Um plano continental para conter o surto de ebola na República Democrática do Congo e Uganda e criar uma frente de preparação para futuros episódios de disseminação do vírus causador da doença foi anunciado nesta sexta-feira, 5, pela Organização Mundial da Saúde (OMS) em parceria com os Centros Africanos de Controle e Prevenção de Doenças (África CDC). A meta da iniciativa é arrecadar 518 milhões de dólares para dar suporte aos países africanos em ações de preparação, diagnóstico precoce e controle de infecções.
A proposta da mobilização, que vai durar até novembro, é estruturar uma abordagem de “resposta única”, como denominou a OMS, para a construção de uma cadeia completa para sufocar surtos de ebola.
Atualmente, a situação é mais preocupante na República Democrática do Congo. Segundo o Instituto Nacional de Saúde Pública do país, foram confirmados 381 casos e 64 mortes. Em Uganda, de acordo com o Ministério da Saúde local, são 19 casos e dois óbitos. O surto é causado pela variante Bundibugyo, ainda sem opções de tratamento nem vacina.
“O objetivo é simples: precisamos conter o surto onde ele está, apoiar os países que estão respondendo hoje e garantir que os países vizinhos estejam preparados para detectar e agir rapidamente caso surjam casos”, disse, em discurso de apresentação da estratégia, o diretor-geral da OMS Tedros Adhanom Ghebreyesus.
Segundo Ghebreyesus, o quadro atual de espraiamento da doença e impacto na população pedem medidas emergenciais. “O surto está se alastrando rapidamente e ainda estamos tentando acompanhar o ritmo.”
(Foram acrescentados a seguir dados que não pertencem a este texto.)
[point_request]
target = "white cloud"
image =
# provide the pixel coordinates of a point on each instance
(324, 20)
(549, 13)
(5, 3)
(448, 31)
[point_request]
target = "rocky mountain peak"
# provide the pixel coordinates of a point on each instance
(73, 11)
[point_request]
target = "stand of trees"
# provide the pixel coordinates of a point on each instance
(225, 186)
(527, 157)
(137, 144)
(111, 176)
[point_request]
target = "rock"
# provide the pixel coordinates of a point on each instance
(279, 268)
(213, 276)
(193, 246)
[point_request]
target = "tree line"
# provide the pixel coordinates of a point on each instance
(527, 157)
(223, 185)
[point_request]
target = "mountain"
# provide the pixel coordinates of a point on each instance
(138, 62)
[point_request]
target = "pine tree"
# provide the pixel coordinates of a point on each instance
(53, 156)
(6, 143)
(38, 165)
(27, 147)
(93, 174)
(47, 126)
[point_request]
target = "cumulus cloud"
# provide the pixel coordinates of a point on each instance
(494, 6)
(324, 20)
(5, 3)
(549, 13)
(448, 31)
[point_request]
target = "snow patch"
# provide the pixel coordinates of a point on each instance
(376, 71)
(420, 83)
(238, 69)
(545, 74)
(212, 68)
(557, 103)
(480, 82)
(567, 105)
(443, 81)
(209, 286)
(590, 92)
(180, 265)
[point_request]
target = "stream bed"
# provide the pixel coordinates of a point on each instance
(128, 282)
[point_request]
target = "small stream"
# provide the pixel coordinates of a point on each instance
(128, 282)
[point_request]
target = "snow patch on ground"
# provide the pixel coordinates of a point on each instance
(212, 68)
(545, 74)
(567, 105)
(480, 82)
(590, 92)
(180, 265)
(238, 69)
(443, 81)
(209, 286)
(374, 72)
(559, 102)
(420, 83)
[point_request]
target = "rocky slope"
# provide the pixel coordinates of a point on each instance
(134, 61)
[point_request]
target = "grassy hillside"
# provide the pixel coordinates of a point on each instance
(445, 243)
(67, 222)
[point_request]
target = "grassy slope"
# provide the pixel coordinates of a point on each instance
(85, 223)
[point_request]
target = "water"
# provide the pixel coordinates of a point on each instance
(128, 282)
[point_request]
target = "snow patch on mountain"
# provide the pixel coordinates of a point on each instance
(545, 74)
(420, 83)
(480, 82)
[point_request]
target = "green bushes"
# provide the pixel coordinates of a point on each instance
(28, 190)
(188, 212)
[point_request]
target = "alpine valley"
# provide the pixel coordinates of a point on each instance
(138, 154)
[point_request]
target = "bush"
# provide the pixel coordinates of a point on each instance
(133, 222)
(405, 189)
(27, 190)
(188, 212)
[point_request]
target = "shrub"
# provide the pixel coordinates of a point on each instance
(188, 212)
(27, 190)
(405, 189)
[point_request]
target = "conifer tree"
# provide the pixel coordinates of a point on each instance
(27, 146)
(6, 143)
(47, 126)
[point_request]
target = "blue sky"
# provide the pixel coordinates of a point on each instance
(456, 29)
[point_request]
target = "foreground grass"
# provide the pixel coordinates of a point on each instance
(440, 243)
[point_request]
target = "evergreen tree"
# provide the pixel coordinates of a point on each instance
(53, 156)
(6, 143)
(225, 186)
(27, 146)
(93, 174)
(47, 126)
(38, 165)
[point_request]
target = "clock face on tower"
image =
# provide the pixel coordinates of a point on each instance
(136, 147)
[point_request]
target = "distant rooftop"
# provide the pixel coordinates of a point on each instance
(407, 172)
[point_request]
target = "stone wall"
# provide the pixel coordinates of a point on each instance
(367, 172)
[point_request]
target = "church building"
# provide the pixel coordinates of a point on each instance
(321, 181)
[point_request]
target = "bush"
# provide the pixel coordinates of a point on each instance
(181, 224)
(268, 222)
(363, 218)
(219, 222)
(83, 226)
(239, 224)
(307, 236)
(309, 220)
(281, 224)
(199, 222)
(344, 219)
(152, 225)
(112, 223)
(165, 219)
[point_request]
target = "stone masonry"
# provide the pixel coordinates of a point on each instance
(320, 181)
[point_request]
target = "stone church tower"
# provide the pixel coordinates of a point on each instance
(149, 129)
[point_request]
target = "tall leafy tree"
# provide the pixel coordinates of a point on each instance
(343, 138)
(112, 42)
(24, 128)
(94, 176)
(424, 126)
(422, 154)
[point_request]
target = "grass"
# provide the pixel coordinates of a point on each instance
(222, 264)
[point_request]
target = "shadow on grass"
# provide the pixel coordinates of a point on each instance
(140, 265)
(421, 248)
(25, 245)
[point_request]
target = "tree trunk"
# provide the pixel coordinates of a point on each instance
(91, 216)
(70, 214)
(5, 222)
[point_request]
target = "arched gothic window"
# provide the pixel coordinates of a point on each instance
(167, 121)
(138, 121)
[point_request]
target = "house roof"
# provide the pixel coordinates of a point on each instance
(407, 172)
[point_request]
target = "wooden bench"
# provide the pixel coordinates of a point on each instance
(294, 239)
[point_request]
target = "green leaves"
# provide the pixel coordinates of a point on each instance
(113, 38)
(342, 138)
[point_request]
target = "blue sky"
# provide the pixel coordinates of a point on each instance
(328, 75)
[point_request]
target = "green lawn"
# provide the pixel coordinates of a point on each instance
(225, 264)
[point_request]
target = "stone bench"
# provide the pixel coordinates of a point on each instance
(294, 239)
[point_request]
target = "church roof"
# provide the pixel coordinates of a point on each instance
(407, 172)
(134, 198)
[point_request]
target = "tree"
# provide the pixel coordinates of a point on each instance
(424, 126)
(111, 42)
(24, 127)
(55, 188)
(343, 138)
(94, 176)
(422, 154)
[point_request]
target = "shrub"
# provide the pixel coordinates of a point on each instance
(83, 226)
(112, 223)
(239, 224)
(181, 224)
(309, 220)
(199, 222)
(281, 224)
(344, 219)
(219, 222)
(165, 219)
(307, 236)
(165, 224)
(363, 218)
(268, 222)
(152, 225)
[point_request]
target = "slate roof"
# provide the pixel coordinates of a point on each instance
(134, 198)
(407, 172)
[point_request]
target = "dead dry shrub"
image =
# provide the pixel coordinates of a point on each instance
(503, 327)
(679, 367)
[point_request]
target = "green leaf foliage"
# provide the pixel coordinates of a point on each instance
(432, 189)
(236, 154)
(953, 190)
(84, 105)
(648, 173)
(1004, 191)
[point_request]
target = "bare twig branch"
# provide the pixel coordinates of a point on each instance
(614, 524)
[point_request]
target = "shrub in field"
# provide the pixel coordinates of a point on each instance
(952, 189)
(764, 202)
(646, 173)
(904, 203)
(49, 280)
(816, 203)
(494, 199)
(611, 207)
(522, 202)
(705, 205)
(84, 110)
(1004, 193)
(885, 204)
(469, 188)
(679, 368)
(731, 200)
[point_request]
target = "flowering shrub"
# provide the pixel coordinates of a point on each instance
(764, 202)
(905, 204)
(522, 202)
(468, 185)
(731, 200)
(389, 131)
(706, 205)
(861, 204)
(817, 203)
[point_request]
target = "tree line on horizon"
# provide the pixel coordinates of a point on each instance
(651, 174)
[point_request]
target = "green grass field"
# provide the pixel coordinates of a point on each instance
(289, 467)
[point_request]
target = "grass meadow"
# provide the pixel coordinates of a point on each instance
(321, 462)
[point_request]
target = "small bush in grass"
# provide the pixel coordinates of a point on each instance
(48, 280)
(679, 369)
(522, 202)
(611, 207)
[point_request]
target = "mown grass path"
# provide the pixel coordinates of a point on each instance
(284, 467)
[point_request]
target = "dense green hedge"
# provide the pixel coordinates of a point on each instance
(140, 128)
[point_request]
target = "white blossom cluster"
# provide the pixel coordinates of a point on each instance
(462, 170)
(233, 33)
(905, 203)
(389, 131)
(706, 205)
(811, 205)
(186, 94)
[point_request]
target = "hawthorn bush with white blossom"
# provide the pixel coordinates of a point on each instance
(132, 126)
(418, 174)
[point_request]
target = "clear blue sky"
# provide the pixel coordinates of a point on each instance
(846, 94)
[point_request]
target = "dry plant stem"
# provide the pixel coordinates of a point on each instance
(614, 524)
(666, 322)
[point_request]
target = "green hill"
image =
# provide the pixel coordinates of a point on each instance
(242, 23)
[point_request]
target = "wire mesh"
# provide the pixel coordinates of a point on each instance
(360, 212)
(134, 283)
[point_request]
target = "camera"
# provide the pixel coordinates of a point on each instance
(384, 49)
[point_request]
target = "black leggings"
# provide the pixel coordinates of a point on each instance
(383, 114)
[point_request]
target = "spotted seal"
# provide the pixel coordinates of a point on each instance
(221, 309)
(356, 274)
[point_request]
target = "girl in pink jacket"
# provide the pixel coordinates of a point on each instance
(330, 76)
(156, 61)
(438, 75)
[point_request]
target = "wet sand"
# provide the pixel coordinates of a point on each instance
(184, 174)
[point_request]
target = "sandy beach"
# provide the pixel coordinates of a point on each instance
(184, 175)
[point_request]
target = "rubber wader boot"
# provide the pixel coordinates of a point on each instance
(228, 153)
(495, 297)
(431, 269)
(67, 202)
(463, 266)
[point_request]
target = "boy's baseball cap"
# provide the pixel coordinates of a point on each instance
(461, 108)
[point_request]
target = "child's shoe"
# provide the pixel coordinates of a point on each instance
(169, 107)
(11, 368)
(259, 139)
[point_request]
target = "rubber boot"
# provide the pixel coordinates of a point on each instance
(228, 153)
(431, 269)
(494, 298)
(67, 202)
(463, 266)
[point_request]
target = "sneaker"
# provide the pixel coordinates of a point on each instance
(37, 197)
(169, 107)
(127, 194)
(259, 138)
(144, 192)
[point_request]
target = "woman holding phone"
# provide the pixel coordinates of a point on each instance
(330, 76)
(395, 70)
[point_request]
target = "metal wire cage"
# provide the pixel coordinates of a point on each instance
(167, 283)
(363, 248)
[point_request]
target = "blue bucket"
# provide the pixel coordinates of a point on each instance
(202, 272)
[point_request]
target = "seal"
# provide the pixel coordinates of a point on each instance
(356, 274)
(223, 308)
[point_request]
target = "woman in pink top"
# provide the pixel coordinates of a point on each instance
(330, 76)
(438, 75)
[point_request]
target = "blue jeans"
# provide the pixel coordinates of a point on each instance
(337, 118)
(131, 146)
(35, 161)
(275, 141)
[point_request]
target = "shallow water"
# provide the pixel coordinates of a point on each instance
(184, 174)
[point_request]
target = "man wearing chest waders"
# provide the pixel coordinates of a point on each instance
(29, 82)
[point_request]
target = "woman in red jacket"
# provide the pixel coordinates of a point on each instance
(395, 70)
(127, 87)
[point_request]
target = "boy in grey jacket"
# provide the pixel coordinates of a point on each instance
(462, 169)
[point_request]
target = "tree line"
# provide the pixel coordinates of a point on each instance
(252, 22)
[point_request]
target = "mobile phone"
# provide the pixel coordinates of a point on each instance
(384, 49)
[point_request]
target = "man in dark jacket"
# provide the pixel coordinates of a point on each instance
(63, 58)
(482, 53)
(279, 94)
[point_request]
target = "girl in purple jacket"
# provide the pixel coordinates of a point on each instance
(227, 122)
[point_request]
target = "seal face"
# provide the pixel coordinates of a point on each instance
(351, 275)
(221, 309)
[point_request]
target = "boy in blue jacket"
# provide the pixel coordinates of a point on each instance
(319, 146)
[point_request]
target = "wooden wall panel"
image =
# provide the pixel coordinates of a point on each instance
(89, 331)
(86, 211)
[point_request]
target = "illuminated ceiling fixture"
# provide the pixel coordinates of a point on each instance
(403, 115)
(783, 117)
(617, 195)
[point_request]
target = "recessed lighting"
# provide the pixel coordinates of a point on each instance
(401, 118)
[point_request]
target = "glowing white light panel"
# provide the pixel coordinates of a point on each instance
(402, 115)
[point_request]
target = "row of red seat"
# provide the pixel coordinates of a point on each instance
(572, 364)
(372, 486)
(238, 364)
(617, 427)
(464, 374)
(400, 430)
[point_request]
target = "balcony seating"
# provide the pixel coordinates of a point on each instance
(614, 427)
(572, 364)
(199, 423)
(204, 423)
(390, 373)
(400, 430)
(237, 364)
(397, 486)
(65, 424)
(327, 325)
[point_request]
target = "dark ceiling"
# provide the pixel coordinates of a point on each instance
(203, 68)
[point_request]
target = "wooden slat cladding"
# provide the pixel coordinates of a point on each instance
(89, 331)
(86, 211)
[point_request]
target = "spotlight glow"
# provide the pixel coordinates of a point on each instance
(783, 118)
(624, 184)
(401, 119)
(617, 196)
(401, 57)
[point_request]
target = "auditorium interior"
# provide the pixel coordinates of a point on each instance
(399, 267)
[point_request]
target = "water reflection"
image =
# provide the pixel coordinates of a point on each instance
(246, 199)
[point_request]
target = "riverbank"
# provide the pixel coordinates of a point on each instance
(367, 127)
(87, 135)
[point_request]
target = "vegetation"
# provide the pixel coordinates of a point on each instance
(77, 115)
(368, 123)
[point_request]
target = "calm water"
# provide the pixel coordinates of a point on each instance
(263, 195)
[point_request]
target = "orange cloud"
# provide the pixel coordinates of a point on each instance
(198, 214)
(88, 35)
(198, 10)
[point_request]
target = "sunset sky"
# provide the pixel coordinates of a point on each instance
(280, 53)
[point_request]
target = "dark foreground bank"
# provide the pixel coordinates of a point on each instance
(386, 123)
É por isso que foi estabelecido um prazo para implementação das ações. “A oportunidade agora é agir com clareza e disciplina, utilizando um plano comum para orientar um esforço comum. Se fizermos isso, podemos pôr fim a este surto e fortalecer os sistemas que protegem as pessoas do próximo”, afirmou.
Como vai funcionar o plano continental da OMS
A mobilização estruturada pela OMS e o África CDC prevê a adoção de estratégias utilizadas em surtos anteriores e em outras emergências em saúde pública. Na definição de Ghebreyesus, as lições dizem respeito à importância da velocidade, coordenação e consistência das ações.
Os esforços estarão concentrados na proteção de populações mais vulneráveis, fortalecimento da colaboração nas fronteiras e manutenção dos cuidados com outras doenças que circulam pelo continente, como sarampo, cólera e varicela.
Ebola
A doença causada pelo vírus ebola é transmitida a partir do contato com fluidos, como sangue e saliva, que tem como principais sintomas: febre, manifestações hemorrágicas, fraqueza, diarreia, vômitos e dor abdominal.
Diante do surto causado pela cepa Bundibugyo, a OMS declarou emergência internacional em saúde pública, o nível mais alto de alerta quando há disseminação de uma doença.